There were 6,023 households, out of which 11.2% had children under the age of 18 living with them, 54.9% were married couples living together, 5.1% had a female householder with no husband present, and 37.9% were non-families. 31.4% of all households were made up of individuals, and 17.0% had someone living alone who was 65 years of age or older. The average household size was 1.95 and the average family size was 2.36.

In the CDP, the population was spread out, with 10.2% under the age of 18, 3.6% from 18 to 24, 17.6% from 25 to 44, 29.1% from 45 to 64, and 39.5% who were 65 years of age or older. The median age was 59 years. For every 100 females, there were 91.5 males. For every 100 females age 18 and over, there were 90.2 males.

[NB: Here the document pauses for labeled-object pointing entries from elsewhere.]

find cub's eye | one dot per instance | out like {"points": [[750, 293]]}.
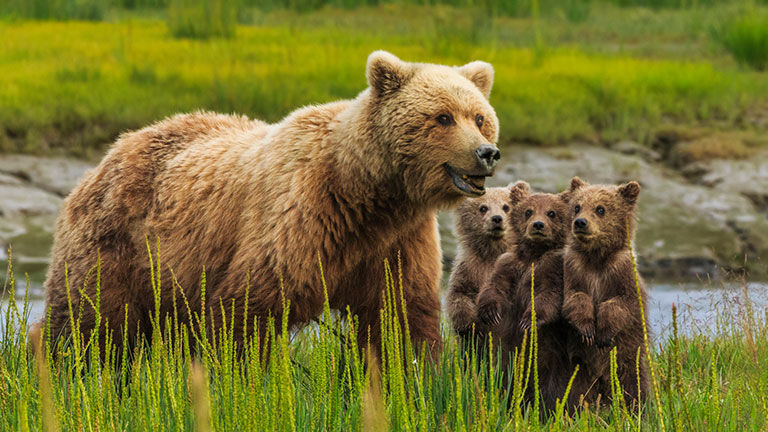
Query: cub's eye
{"points": [[445, 119]]}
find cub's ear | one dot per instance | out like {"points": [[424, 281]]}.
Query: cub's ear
{"points": [[630, 191], [481, 75], [518, 192], [577, 183], [386, 73]]}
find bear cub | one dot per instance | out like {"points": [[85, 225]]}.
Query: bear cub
{"points": [[600, 297], [482, 225], [540, 223]]}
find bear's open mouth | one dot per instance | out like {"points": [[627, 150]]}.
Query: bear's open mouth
{"points": [[469, 184]]}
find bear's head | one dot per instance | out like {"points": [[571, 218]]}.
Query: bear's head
{"points": [[540, 220], [484, 220], [602, 215], [439, 130]]}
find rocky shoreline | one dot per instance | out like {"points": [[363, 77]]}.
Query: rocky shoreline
{"points": [[702, 220]]}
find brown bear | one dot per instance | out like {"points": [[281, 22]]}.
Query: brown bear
{"points": [[482, 225], [540, 222], [600, 295], [348, 184]]}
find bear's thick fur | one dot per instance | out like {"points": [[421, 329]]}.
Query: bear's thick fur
{"points": [[482, 225], [540, 222], [348, 183], [600, 298]]}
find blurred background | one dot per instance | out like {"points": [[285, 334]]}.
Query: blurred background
{"points": [[673, 93]]}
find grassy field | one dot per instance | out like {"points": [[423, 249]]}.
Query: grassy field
{"points": [[317, 380], [620, 73]]}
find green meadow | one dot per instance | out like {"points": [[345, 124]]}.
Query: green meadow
{"points": [[200, 378], [618, 71], [74, 74]]}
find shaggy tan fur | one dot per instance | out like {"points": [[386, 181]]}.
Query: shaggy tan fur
{"points": [[600, 295], [352, 182], [540, 222], [482, 225]]}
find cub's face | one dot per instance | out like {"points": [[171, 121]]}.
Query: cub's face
{"points": [[438, 124], [539, 219], [485, 217], [602, 215]]}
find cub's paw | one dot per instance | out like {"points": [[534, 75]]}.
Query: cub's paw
{"points": [[489, 312], [604, 341]]}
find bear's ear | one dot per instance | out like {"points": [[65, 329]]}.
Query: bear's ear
{"points": [[481, 75], [577, 183], [386, 73], [518, 192], [630, 191]]}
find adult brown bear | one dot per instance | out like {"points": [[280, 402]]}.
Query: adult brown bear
{"points": [[350, 182]]}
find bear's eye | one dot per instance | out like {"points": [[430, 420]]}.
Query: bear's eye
{"points": [[600, 210], [445, 119]]}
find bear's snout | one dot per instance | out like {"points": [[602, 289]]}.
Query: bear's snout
{"points": [[488, 156]]}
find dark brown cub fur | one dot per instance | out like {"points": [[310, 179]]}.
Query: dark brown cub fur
{"points": [[540, 223], [600, 299], [482, 225]]}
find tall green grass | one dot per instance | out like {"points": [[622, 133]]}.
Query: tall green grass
{"points": [[202, 19], [746, 38], [201, 378]]}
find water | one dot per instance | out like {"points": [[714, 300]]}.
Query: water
{"points": [[700, 306]]}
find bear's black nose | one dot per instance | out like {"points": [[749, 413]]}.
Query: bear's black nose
{"points": [[488, 155]]}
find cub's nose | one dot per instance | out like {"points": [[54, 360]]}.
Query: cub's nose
{"points": [[488, 155]]}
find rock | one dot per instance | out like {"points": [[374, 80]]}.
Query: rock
{"points": [[748, 177], [685, 230], [56, 175]]}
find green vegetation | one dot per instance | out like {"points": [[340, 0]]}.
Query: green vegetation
{"points": [[317, 380], [614, 73]]}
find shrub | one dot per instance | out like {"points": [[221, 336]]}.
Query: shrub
{"points": [[201, 19]]}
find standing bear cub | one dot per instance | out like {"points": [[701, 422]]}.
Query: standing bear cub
{"points": [[540, 222], [482, 226], [348, 184], [601, 300]]}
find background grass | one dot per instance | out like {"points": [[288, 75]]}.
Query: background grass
{"points": [[317, 380], [612, 73]]}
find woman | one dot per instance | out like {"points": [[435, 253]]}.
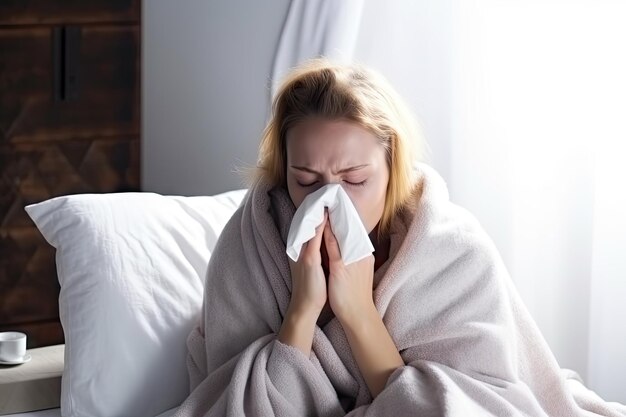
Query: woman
{"points": [[428, 325]]}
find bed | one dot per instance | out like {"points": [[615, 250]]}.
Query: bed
{"points": [[131, 268]]}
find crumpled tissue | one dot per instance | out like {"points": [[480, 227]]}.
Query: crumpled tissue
{"points": [[354, 243]]}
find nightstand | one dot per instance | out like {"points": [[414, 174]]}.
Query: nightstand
{"points": [[35, 385]]}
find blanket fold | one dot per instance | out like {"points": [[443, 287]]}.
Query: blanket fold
{"points": [[469, 345]]}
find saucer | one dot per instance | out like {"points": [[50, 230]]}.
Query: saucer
{"points": [[25, 358]]}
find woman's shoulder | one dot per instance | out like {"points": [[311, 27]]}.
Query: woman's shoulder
{"points": [[432, 216]]}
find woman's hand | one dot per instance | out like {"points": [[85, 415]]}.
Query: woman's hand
{"points": [[349, 286], [308, 294], [350, 293], [308, 283]]}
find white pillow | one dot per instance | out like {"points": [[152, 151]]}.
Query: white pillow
{"points": [[131, 268]]}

The median income for a household in the CDP was $37,091, and the median income for a family was $46,250. Males had a median income of $34,740 versus $25,683 for females. The per capita income for the CDP was $33,937. About 5.9% of families and 10.0% of the population were below the poverty line, including 17.6% of those under age 18 and 4.7% of those age 65 or over.